Specifically, the new mental health services proposed for payment are CPT codes 90845 (psychoanalysis), 90846 (family psychotherapy without the patient present), and 90847 (family psychotherapy: conjoint psychotherapy with patient present).
Telemedicine-enabled medical services for payment being proposed are CPT codes 99354 (prolonged service in the office or other outpatient setting requiring direct patient contact beyond the first service; first hour listed separately in addition to code for office or other outpatient evaluation and management service); and, 99355 (prolonged service in the office or other outpatient setting requiring direct patient contact beyond the usual service: each additional 30 minutes listed separately in addition to code for prolonged). Also: HCPCS codes G0438 (annualized wellness visit including a personalized prevention plan of service in an initial visit); and, G0439 (annual wellness visit including a personalized prevention plan of service in a subsequent visit).

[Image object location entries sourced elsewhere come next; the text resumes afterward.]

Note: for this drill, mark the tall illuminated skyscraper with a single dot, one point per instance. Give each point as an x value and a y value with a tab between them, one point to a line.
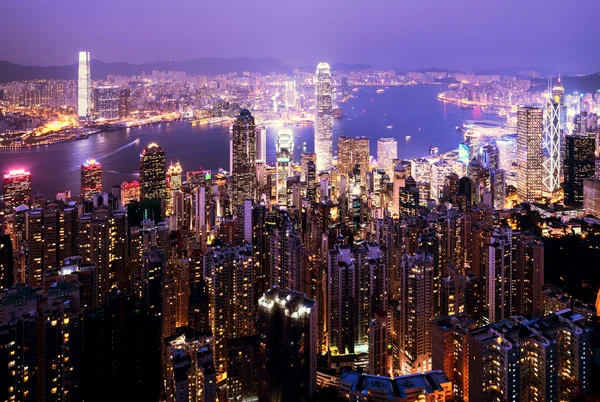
290	94
243	159
323	117
173	184
285	152
153	172
91	178
529	153
552	146
106	102
84	86
558	95
17	190
387	151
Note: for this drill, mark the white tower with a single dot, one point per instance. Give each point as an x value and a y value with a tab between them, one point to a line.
552	146
84	86
323	117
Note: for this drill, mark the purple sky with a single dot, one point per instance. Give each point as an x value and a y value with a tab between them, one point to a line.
556	34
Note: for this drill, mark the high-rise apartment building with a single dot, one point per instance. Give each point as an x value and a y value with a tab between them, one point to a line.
323	117
290	94
353	152
387	151
103	240
91	179
51	236
285	154
287	326
188	369
84	86
152	173
106	102
124	103
243	159
579	165
529	153
230	276
17	190
416	312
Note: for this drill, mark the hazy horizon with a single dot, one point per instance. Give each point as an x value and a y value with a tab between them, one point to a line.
408	35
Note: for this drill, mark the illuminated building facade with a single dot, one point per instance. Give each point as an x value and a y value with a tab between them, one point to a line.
285	153
387	151
417	310
17	190
188	368
428	387
243	159
352	152
290	94
91	179
230	277
152	173
323	117
552	146
529	153
130	192
579	165
102	239
124	103
106	102
174	182
287	326
84	86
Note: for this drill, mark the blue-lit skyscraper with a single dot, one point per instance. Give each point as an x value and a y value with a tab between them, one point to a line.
323	117
84	86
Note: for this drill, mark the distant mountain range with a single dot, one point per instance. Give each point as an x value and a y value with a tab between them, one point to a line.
266	65
100	69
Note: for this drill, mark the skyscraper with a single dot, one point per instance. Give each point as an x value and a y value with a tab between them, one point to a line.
243	159
529	153
124	103
84	86
106	102
153	172
579	165
352	152
290	94
285	152
387	151
323	117
287	325
552	146
230	276
416	312
91	178
17	190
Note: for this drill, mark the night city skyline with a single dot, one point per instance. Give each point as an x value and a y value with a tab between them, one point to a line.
465	34
283	202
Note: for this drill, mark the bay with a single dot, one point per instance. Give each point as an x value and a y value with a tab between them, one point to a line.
397	112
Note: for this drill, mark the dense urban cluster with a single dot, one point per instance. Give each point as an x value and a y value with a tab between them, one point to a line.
378	278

In general, CMS requires a Medicare telehealth service be conducted with an interactive telecommunications system that at minimum includes two-way audio/video real-time interactive communication between the patient and the distant site clinician. That rules out telephone, fax machine and email communications. However, use of store-and-forward technology which is the transmission of information to a provider to be reviewed at the distant site at a later time is permitted for federal telemedicine demonstration programs in Alaska and Hawaii.
“Medicare telehealth services may be furnished to an eligible telehealth individual notwithstanding the fact that the practitioner furnishing the telehealth service is not at the same location as the beneficiary,” the rule clarifies. “An eligible telehealth individual means an individual enrolled under Part B who receives a telehealth service at an originating site.”
CMS received requests to permit payment for a number of medical imaging services, particularly electrocardiogram and echocardiography procedures, as well as several mental health treatments and certain gynecological services. The agency declined as these services do not meet criteria for listing on the Medicare telehealth list.
Further, “The American Telemedicine Association cited several studies to support adding dermatology services to the telehealth list, however, the request did not include specific codes,” CMS noted in the proposed rule. “Since we did not have specific codes to consider for this request, we cannot evaluate whether the services are appropriate for addition to the Medicare telehealth services list. We note that some of the services that the requester had in mind may be billed under the telehealth office visit codes or the telehealth consultation G-codes.”